A missing lord, a punctilious official, and Napoleon’s return!

Rarer Than Gold (A Chance Inquiry #2) by Holly Newman         

⭐️⭐️⭐️⭐️




Newly weds Sir James Branstoke and his bride, Lady Cecilia have changed their honeymoon plans and travelled into Kent to Summerworth Park, an estate Sir James had recently purchased from his cousin.
Ensconced with their plans for refurbishment,  they definitely didn’t expect to become involved in a missing, presumed dead, neighbor and acquaintance, Baron Aldrich. Nor did they foresee they’d be assisting the dead lord’s wife, Lady Elinor, with investigating the matter.  Furthermore they had no notion they’d be falling down the proverbial rabbit-hole of dangerous coincidences and mis-directions.
Intrigue indeed!

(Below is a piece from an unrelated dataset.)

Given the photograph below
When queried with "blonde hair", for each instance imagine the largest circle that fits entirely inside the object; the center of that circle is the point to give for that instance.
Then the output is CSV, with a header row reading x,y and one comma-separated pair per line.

Havey-cavey happenings at the inn where they’re staying, near where Aldrich’s coach has fallen off a cliff! Cecelia and Elinor are nearly robbed by an intruder in the dead of night, possibly after a letter Elinor received from Aldrich. Then they’re accosted by a rigid, sanctimonious military person, one Captain Andrew Melville. There’s rumors of stolen gold and weapons, and at the center might be the secretive fanatical spymaster, Lord Candelstone. If it’s him, he’s as usual spinning  threads on his intelligence web, leaving his agents dangerously isolated, without known support.  Indeed using them carelessly, more as cannon fodder, as pawns on a chessboard, rather than valued operatives to be protected and supported where possible.
I gather James and Cecelia had a perilous run in with Candlestone’s operations in an earlier novel, a situation that nearly cost Cecilia her life. (I’m definitely going to read that as the hints about how they met sound intriguing.)
I enjoyed Cecilia and James’ relationship, their understandings about each other. I particularly appreciated Cecilia’s attitudes to those who would snub Lady Elinor because she comes from a mercantile family. How Cecelia dealt with such persons was satisfying.
The story appeared to start slowly, but once I fell into the writer’s rhythm, and the breadth of the intrigue, I found myself firmly entrenched in this Regency mystery set around 1815.